Un jeune enfant dépend totalement de sa famille. Sans elle, il risque sa vie. Alors il apprend à ressentir ce qui est autorisé — et à enfouir le reste.

Lui enfouit la tristesse et la peur. Moi j'enfouis la colère.

Et les émotions enfouies ne disparaissent pas. Elles trouvent une autre sortie.

Pour Eric, c'est l'alcool et les drogues. Pour moi — la nourriture depuis l'enfance. Puis les cigarettes. Puis les joints. Puis l'alcool. Puis les antidépresseurs. Rarement seuls. Souvent ensemble. Un peu de ci pour tenir. Beaucoup de ça pour oublier. Sans même réaliser que je construisais un arsenal de survie.

Pas parce qu'on est faibles. Parce que personne ne nous a montré qu'une autre voie existait.

Ce que la société appelle addiction, et qu'elle juge comme le diable, moi je l'appelle une béquille. Un mécanisme de survie extraordinairement efficace que ton inconscient a mis en place pour faire de son mieux avec ce qu'il a.

La vraie question n'est pas "pourquoi tu n'arrives pas à arrêter ?" C'est "quelle émotion je ne m'autorise pas à ressentir ?"

C'est perdre l'espoir qui tue


Dans son interview, Eric Dane dit : "Le trauma s'ancre au niveau cellulaire. C'est probablement impossible de s'en débarrasser. La seule chose qu'on peut faire, c'est apprendre à gérer."

Et ça m'a brisé le cœur.

Oui, le trauma s'ancre au niveau cellulaire. Mais non, il n'a pas besoin d'y rester. S'il y a une porte d'entrée — il y a une porte de sortie. Le corps a cette intelligence. Il fait, défait, et refait à chaque instant. Sans laisser de traces. Et aussi pour les trauma, on peut accéder à cette intelligence.

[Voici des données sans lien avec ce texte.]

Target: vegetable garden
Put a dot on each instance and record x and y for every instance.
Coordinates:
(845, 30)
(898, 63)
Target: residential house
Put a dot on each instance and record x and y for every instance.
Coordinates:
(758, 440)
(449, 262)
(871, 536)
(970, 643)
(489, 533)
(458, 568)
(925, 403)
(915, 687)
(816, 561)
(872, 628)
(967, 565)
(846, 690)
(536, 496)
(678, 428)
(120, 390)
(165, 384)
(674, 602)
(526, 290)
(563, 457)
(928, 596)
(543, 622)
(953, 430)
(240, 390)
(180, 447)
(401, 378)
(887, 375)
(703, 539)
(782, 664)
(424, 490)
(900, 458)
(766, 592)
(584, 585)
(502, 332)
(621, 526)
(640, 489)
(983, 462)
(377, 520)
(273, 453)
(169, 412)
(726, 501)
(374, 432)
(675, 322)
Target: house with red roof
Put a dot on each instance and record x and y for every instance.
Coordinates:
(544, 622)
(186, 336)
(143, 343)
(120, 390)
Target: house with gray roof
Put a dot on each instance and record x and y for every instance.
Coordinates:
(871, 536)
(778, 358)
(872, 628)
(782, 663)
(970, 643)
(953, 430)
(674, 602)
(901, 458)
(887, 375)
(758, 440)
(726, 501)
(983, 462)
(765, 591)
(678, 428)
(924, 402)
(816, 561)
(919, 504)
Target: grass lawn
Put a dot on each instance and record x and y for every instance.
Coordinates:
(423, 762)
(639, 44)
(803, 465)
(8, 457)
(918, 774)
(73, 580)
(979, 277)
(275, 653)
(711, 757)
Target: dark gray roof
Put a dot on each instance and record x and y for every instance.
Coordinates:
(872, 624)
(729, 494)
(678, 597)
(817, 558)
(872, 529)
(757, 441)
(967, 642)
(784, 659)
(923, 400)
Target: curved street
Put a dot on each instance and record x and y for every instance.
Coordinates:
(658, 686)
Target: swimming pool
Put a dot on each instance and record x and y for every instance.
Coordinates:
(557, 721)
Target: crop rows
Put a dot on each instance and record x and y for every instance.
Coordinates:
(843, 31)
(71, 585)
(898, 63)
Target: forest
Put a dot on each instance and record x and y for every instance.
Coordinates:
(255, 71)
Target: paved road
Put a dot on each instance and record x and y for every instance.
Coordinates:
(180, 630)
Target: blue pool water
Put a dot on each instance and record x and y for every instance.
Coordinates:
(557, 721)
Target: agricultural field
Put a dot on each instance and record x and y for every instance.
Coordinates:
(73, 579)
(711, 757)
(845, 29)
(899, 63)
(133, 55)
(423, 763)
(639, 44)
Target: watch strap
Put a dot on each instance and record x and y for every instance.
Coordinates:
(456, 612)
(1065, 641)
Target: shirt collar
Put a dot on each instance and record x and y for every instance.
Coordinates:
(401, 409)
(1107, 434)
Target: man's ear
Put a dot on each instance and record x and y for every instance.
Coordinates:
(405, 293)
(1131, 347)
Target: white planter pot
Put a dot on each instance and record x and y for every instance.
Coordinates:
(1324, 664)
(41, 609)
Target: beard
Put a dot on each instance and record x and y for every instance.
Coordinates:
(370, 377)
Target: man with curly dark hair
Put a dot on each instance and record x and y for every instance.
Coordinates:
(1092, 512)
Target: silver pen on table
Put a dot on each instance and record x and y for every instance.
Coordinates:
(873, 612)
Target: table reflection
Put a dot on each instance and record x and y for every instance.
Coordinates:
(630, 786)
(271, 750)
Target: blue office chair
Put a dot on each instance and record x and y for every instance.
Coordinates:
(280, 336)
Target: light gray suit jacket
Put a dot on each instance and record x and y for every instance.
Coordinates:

Ce qui me brise le cœur, c'est que cette croyance — "je dois apprendre à vivre avec" — fait que les gens arrêtent de chercher. Se résignent. Perdent espoir.

Et c'est perdre l'espoir qui tue.

Plus on essaie des choses qui ne fonctionnent pas, plus on se convainc que rien ne fonctionnera jamais. C'est l'impuissance apprise dans toute sa cruauté.

Ce que je vois en séance, c'est autre chose.

Des gens qui arrivent épuisés d'avoir essayé. Convaincus que c'est leur croix à porter. Et qui découvrent, souvent en une seule séance, qu'on peut se reconnecter à la blessure d'origine — et la libérer. Pas la gérer. La libérer. Définitivement.

Alors évidemment ils sont éberlués. Et ils y prennent très vite goût. Parce que dégommer ce qui te freine depuis des années — ça te redonne du contrôle sur ta vie. Sur ton destin. Après des années d'impuissance, voir qu'il y a de la lumière au bout du tunnel — c'est ça qui relance tout.

Les solutions existent. Elles sont accessibles. Et si tu veux de l'aide sur le chemin, on peut en parler.

Surtout — je t'en supplie. N'arrête pas de chercher.